Na França do século XVI, não havia liberdade política e os conflitos religiosos estavam se degenerando em guerra civil. Insubordinações e levantes levavam ao terror e à desordem. A esperança de ordem e paz só crescia na ideia de um poder centralizador. Um rei que unificasse, que tivesse poder para decidir o certo e o errado, que tivesse poder de vida e morte. Diante do caos, um ditador era a esperança. Jean Bodin, jurista da época, escrevia que a monarquia forte era a resposta para a soberania e a paz da França. Assim se pavimentava o caminho, não para a liberdade, mas para o absolutismo.
Com a mesma idade de Bodin, outro jovem culto, humanista, se perguntava por que as pessoas entregam voluntariamente sua liberdade e se deixam dominar por um tirano cujo único poder é ter aquilo que seus servos lhe deram.

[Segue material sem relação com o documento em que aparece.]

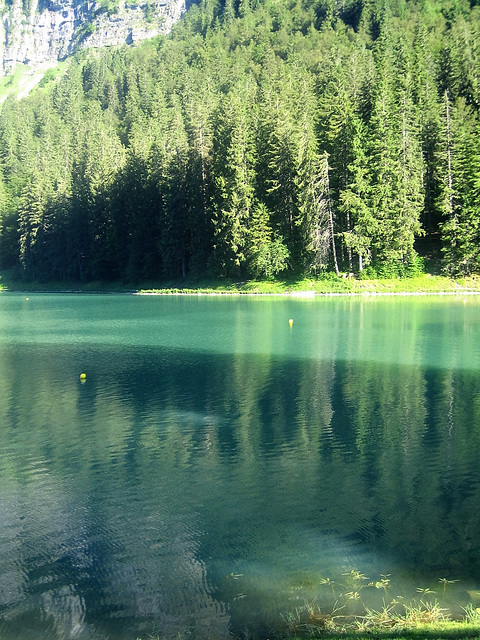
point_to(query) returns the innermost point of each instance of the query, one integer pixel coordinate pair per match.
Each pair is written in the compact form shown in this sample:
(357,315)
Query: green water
(218,464)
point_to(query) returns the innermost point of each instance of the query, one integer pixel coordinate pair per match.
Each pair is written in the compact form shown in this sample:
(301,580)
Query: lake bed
(219,467)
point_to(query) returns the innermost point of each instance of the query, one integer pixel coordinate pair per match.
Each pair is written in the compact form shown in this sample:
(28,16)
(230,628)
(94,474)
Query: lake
(220,468)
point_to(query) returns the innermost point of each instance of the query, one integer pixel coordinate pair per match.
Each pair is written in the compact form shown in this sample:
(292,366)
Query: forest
(260,138)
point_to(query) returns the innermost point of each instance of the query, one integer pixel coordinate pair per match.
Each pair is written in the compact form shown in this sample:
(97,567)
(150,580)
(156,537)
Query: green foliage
(259,138)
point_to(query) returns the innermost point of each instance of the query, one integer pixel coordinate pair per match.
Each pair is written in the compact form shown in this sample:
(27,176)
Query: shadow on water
(184,492)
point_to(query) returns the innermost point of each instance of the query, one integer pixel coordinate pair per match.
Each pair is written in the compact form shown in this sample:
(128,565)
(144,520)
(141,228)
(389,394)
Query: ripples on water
(208,489)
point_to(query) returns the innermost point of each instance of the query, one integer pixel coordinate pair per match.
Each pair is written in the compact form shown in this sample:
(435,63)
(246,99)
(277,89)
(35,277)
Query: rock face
(50,30)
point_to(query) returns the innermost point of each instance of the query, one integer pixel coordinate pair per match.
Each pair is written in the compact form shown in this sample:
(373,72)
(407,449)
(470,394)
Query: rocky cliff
(35,32)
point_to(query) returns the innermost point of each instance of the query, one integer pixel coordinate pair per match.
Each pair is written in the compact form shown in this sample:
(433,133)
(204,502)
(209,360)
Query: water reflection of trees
(214,455)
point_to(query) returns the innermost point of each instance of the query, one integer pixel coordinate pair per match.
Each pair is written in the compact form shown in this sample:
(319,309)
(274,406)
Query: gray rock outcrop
(51,30)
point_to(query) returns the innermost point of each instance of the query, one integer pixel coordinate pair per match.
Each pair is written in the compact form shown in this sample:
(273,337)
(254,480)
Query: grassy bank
(331,285)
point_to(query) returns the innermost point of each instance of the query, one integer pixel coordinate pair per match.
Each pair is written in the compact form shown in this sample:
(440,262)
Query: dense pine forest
(261,137)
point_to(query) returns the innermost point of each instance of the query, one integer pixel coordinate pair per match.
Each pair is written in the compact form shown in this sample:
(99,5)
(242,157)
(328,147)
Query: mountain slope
(257,138)
(45,31)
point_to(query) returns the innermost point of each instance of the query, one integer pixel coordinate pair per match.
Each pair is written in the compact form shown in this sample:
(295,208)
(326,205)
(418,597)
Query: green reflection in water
(217,463)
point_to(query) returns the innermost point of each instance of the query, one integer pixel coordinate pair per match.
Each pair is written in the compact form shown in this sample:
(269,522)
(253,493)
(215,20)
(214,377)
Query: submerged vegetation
(261,138)
(342,610)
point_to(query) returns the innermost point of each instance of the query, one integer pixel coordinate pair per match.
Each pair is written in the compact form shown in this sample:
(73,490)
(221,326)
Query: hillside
(258,138)
(36,33)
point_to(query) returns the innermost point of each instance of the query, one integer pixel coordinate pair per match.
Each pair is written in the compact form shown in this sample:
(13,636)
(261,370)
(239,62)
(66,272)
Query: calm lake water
(218,466)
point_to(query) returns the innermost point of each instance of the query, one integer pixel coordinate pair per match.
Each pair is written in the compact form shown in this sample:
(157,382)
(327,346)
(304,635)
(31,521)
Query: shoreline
(424,285)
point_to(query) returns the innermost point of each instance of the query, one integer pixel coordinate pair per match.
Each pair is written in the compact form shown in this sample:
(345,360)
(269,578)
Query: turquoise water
(217,465)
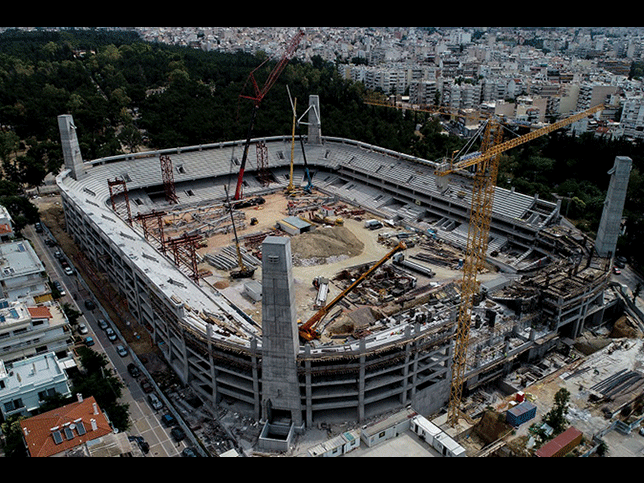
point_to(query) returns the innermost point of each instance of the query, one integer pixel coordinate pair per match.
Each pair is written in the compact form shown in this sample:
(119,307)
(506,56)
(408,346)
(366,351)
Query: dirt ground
(325,252)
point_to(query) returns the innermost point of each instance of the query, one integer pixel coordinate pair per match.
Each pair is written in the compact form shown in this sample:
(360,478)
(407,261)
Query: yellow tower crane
(486,166)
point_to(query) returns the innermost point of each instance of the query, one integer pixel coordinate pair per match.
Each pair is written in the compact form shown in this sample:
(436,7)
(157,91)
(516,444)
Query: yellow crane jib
(307,331)
(486,165)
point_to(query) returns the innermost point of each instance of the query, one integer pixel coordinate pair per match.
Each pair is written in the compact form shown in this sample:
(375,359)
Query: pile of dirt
(491,427)
(625,327)
(325,245)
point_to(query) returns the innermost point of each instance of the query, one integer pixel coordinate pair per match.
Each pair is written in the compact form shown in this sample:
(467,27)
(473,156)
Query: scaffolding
(121,207)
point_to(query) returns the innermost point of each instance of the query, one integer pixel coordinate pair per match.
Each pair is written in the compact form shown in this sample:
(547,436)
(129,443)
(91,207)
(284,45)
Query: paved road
(145,422)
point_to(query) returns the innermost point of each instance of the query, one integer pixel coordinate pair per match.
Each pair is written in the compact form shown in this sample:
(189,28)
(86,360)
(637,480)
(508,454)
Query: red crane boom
(259,94)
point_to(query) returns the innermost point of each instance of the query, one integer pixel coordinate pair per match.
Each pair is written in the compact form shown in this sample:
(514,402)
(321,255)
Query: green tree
(556,417)
(99,381)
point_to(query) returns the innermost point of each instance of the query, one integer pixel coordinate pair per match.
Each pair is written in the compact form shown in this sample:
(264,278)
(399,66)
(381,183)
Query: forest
(129,95)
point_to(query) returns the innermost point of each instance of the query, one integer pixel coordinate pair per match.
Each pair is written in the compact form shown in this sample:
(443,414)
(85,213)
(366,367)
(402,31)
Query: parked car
(177,434)
(168,420)
(133,370)
(111,335)
(59,287)
(155,402)
(146,386)
(189,453)
(143,444)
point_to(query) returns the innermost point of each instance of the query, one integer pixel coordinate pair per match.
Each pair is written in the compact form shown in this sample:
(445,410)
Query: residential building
(22,274)
(6,225)
(25,384)
(632,119)
(26,331)
(68,428)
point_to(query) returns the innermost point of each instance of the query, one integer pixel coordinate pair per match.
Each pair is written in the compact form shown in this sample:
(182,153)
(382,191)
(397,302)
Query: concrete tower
(280,340)
(71,149)
(315,126)
(609,226)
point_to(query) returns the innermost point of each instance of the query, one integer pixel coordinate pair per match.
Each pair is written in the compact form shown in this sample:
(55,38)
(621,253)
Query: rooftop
(65,428)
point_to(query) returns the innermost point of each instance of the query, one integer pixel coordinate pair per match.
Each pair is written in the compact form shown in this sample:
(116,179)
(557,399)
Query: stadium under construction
(156,224)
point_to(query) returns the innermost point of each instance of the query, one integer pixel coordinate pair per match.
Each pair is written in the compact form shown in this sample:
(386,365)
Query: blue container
(521,413)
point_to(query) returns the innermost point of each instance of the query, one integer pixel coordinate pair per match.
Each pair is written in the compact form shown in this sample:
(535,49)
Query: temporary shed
(562,444)
(294,225)
(425,429)
(521,413)
(385,429)
(337,446)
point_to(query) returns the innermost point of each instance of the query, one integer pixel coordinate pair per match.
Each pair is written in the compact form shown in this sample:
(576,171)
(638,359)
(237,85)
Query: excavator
(307,330)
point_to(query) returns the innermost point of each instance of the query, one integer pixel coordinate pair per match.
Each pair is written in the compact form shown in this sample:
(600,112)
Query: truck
(373,224)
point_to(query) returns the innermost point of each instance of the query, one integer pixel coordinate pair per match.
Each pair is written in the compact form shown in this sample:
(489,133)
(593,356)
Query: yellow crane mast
(486,167)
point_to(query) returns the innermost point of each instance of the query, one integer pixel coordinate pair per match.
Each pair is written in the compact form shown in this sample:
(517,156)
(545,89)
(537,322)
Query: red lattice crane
(258,97)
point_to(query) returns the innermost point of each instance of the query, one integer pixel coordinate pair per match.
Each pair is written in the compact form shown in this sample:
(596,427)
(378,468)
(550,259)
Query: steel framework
(143,219)
(168,179)
(486,167)
(262,164)
(119,186)
(184,251)
(258,97)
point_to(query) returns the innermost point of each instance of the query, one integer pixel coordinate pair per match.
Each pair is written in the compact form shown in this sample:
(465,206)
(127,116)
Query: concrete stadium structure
(220,352)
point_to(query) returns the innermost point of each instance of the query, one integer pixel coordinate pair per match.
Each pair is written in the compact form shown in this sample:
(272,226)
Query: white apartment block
(632,119)
(22,274)
(26,331)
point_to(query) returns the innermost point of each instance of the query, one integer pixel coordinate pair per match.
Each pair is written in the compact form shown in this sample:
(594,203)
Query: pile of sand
(325,245)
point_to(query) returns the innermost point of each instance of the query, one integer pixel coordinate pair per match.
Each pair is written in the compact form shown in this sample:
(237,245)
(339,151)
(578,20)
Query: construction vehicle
(296,123)
(257,99)
(486,165)
(308,330)
(244,271)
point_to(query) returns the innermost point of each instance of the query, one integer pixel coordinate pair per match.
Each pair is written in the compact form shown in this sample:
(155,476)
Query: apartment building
(22,274)
(25,384)
(28,330)
(632,119)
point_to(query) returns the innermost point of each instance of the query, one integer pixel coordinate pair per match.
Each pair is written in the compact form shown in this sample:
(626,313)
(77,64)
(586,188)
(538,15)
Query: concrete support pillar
(71,148)
(315,125)
(610,224)
(362,381)
(280,340)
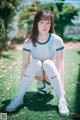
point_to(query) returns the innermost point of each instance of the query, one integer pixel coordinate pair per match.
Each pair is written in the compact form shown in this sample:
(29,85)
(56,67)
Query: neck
(43,38)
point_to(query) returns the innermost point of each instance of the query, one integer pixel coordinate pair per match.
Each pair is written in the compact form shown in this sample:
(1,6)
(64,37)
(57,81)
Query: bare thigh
(42,77)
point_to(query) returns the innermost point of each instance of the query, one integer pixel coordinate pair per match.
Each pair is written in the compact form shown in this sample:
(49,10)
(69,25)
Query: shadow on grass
(33,101)
(77,106)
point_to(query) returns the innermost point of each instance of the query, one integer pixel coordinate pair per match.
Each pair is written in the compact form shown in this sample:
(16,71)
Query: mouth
(44,30)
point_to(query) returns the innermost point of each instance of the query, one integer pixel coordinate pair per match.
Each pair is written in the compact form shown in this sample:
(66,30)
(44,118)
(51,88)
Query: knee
(48,64)
(37,62)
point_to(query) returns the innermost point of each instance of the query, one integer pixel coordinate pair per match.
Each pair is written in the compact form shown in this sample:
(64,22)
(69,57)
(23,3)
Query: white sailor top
(44,50)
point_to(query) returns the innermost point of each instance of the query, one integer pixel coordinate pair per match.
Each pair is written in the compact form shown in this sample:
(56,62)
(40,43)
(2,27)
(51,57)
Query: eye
(41,21)
(48,23)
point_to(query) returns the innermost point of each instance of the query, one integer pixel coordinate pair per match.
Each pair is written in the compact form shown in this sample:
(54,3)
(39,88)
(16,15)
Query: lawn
(36,106)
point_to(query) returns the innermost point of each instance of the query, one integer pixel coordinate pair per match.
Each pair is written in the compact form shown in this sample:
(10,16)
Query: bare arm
(26,61)
(59,62)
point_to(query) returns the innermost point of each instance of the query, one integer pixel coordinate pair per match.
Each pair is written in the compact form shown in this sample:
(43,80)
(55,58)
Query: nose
(45,25)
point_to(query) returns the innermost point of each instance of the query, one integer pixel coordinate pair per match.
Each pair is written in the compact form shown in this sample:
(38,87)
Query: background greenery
(17,12)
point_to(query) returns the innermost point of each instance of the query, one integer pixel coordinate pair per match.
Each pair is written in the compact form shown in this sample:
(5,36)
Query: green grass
(36,106)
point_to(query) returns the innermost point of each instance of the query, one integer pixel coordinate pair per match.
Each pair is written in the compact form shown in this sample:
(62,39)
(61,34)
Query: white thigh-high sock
(28,76)
(54,77)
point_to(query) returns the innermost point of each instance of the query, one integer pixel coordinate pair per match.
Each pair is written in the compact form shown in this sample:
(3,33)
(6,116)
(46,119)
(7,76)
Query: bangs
(46,15)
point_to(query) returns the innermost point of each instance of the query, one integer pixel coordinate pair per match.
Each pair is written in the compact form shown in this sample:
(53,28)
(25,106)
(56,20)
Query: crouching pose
(43,45)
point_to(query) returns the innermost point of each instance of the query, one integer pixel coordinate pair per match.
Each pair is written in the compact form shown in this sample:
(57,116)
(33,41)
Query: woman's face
(44,26)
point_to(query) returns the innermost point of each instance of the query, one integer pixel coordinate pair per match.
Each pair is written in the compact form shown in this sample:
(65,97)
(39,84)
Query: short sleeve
(59,43)
(27,45)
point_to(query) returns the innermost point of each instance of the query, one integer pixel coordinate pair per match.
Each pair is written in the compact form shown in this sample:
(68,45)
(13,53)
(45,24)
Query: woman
(44,46)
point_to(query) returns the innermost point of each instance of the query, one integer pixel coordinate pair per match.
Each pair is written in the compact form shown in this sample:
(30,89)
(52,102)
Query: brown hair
(41,15)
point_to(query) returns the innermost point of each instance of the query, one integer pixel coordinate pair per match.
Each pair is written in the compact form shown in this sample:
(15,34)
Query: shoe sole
(12,110)
(64,114)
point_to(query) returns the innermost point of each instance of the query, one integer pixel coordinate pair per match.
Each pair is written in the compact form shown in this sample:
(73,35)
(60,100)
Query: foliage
(36,106)
(7,11)
(63,14)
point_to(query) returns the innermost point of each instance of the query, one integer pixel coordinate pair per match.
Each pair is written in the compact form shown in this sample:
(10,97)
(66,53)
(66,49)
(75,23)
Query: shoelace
(63,105)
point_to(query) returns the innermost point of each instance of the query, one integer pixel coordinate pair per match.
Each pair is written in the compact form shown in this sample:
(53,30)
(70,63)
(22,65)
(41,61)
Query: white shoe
(63,109)
(14,104)
(44,87)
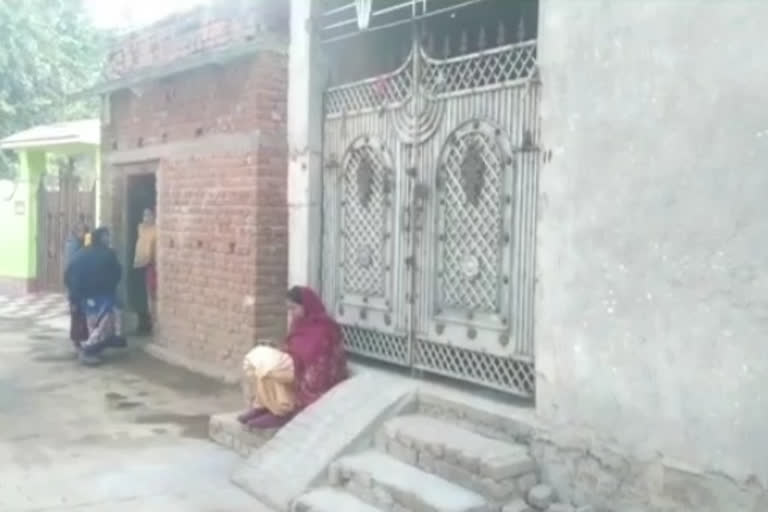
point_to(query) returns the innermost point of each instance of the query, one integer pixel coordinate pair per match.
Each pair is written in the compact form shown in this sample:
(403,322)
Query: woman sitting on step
(283,382)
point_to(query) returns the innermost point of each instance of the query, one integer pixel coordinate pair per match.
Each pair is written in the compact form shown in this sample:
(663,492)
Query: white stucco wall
(652,298)
(305,106)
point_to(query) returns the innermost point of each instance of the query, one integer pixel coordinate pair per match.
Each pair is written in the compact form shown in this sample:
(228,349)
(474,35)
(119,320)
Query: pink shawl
(316,346)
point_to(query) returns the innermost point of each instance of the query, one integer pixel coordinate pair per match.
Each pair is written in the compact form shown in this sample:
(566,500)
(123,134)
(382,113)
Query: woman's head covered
(100,237)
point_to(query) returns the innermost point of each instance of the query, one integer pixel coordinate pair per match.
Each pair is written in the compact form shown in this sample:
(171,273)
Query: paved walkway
(129,435)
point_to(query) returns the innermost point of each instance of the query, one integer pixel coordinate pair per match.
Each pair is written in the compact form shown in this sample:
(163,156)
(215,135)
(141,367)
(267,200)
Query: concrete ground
(129,435)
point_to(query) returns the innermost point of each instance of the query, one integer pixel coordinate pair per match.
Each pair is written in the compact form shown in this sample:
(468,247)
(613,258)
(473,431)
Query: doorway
(141,193)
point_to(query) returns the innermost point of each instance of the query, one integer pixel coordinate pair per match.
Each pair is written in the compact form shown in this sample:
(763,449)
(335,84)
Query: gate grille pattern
(386,347)
(489,68)
(470,229)
(477,218)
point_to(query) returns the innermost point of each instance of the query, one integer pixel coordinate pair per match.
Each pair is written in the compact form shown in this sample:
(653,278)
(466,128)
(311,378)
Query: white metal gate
(430,188)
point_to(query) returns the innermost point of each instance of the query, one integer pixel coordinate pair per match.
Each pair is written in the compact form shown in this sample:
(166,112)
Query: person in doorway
(312,361)
(78,329)
(92,279)
(145,262)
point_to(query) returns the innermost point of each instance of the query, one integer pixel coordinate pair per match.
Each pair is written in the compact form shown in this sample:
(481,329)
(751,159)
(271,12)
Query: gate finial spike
(431,44)
(447,46)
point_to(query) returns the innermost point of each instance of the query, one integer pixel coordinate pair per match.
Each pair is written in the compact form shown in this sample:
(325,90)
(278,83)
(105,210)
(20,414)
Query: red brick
(223,221)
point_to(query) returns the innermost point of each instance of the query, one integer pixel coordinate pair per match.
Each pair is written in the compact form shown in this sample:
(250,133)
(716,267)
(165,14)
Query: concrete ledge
(224,429)
(298,456)
(175,359)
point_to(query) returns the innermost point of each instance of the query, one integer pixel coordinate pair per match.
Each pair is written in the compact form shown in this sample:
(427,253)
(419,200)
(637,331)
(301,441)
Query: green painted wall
(18,220)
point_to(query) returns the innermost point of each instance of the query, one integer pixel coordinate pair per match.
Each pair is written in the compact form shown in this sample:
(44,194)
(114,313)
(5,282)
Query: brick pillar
(305,148)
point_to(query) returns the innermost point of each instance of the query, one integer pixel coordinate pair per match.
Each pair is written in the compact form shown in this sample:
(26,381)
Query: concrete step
(497,469)
(328,499)
(387,482)
(224,429)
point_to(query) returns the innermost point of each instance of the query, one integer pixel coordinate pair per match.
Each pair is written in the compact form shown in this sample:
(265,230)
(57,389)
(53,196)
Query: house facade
(558,200)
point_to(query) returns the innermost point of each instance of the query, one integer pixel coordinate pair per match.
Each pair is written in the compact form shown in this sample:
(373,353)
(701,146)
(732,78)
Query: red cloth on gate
(78,327)
(316,346)
(150,279)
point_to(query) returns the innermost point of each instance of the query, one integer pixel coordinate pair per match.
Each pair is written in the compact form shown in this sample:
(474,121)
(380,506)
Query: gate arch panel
(429,202)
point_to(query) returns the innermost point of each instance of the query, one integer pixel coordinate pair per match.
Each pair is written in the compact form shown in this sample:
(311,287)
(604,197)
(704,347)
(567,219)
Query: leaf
(48,49)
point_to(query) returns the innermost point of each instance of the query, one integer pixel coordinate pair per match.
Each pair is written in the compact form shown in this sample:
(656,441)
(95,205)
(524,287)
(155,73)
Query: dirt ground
(130,434)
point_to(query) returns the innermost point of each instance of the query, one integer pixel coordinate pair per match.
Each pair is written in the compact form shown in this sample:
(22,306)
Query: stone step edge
(499,484)
(226,431)
(373,484)
(329,499)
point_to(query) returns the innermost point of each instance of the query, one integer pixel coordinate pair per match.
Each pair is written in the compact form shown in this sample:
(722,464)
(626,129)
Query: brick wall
(222,214)
(204,29)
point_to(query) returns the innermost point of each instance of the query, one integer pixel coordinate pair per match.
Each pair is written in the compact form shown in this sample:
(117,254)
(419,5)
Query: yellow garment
(145,246)
(269,378)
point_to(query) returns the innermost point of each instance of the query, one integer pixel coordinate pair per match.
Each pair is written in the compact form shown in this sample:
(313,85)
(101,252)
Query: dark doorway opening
(141,193)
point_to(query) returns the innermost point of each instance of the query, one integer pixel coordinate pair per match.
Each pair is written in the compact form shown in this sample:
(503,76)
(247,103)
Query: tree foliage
(48,50)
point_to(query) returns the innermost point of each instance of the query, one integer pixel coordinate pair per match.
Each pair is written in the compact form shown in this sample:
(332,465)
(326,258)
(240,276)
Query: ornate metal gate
(430,191)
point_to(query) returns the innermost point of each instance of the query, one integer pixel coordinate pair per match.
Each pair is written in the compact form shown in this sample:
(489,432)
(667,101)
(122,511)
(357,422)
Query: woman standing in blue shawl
(92,279)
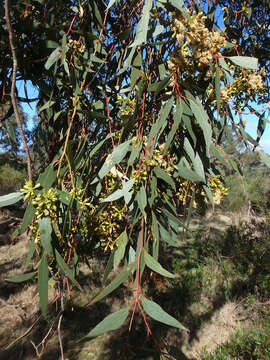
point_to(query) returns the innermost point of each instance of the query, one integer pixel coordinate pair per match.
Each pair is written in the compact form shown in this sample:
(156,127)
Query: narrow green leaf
(265,158)
(115,283)
(43,278)
(225,67)
(10,199)
(155,266)
(178,4)
(198,167)
(142,27)
(142,200)
(134,153)
(45,234)
(111,322)
(127,186)
(52,58)
(177,120)
(217,87)
(160,85)
(109,267)
(114,158)
(164,176)
(158,30)
(47,178)
(202,118)
(163,115)
(22,278)
(11,130)
(30,253)
(64,267)
(188,174)
(155,236)
(119,253)
(246,61)
(157,313)
(28,216)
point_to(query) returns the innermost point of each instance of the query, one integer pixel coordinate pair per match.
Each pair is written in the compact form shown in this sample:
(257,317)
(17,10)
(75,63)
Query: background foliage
(135,100)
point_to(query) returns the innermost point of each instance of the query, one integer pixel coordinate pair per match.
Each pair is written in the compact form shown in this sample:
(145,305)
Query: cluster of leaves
(119,131)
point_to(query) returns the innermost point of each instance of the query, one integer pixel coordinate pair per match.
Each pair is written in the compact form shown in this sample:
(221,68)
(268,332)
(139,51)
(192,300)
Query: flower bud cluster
(247,83)
(198,45)
(76,45)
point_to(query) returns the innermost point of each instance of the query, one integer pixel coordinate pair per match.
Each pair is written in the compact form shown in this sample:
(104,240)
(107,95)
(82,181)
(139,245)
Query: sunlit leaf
(52,58)
(111,322)
(245,61)
(142,27)
(155,266)
(119,253)
(45,234)
(64,267)
(10,199)
(43,278)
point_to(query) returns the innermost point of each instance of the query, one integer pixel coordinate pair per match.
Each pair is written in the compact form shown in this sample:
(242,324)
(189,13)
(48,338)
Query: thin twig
(59,337)
(13,86)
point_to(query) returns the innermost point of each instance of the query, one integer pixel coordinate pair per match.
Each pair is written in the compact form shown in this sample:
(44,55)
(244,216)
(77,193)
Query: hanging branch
(12,93)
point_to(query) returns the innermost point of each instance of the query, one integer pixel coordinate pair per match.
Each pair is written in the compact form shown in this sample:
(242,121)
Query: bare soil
(24,334)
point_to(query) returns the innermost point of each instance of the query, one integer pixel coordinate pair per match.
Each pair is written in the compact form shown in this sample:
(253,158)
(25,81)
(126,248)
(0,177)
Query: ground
(211,319)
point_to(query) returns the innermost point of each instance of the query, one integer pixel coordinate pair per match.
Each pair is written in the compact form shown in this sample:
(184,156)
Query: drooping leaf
(177,120)
(30,253)
(164,176)
(11,130)
(114,158)
(202,118)
(46,106)
(109,267)
(43,278)
(52,58)
(47,178)
(142,200)
(157,313)
(265,158)
(134,153)
(163,115)
(124,274)
(111,322)
(22,278)
(64,267)
(127,186)
(28,216)
(121,248)
(45,234)
(155,266)
(142,27)
(188,174)
(160,85)
(10,199)
(246,61)
(155,236)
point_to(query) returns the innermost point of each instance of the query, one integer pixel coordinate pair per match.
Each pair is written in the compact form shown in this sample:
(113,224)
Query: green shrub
(248,345)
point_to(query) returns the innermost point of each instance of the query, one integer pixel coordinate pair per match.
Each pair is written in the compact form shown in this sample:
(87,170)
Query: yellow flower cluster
(127,106)
(45,204)
(218,189)
(248,83)
(198,45)
(76,45)
(105,224)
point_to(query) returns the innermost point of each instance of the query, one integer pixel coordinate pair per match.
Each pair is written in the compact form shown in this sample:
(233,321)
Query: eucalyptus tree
(134,101)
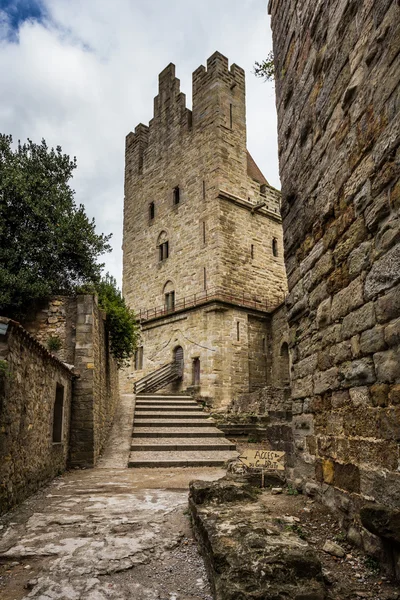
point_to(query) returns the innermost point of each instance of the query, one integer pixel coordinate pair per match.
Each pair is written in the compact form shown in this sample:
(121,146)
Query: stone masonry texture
(337,93)
(220,236)
(80,326)
(29,376)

“Por ora gostaria apenas de compreender como é possível que tantos homens, tantos burgos, tantas cidades, tantas nações tolerem, por vezes, um tirano sozinho, cujo único poder é aquele que lhe conferem; cujo poder de lesá-los depende apenas da vontade que têm de tolerá-lo; que não lhes faria mal algum se não preferissem sofrer a contradizê-lo… Nós, homens, somos tão fracos que frequentemente temos de obedecer à força.”
Assim inicia o livro “Discurso da servidão voluntária” de Étienne de la Boétie, escrito quando ele tinha menos de 20 anos e publicado apenas após sua prematura morte, pelo amigo Montaigne, que com a ponderação e a experiência da idade, busca rejuvenescer La Boétie para conferir menos importância à sua ação. Publicando o livro como “o discurso de um jovem passional”, Montaigne também garantia certa proteção ao seu pescoço.
Para Étienne, só existe uma prisão possível: aquela que você mesmo construiu e cuja porta, por estranho deleite, você fechou. Saiba sempre que toda servidão é voluntária. Sua liberdade é sua e você pode entregá-la a qualquer um que desejar. Os tiranos agradecem.
Os séculos passaram, a França e o resto do mundo construíram o conceito de democracia, mas o fantasma do “poder centralizador” sempre ronda, principalmente nos momentos conturbados que, diga-se de passagem, sempre ocorrerão. Os incautos e simplistas, que buscam equilíbrio e segurança idealizados, sempre estarão dispostos a entregar sua liberdade em troca da sensação de controle.
Nossa própria democracia é mais idealizada do que vivida, quem tem dinheiro torna-se um pequeno rei, rodeado de vassalos que se submetem por conforto e sobrevivência. Como “sempre foi assim”, é assim que funciona.
“ O primeiro motivo por trás da servidão voluntária é o costume.”
O pequeno livro de Boétie foi publicado em 1576 e ainda traz questionamentos atuais. Só isso já mostra o quanto demoramos para avançar como sociedade, só isso já mostra como são falsas as promessas de soluções e revoluções que prometem um mundo, uma cidade, um país ideais, construídos em poucos anos por gênios de palanques.
Viver uma sociedade anárquica, onde um cuida do outro e na qual não cabem governos, é uma utopia, mas dar tanto poder a tão poucos é uma estupidez confortável. Como diz Boétie, para combater o tirano, não é preciso tirar-lhe algo e, sim, dar-lhe nada.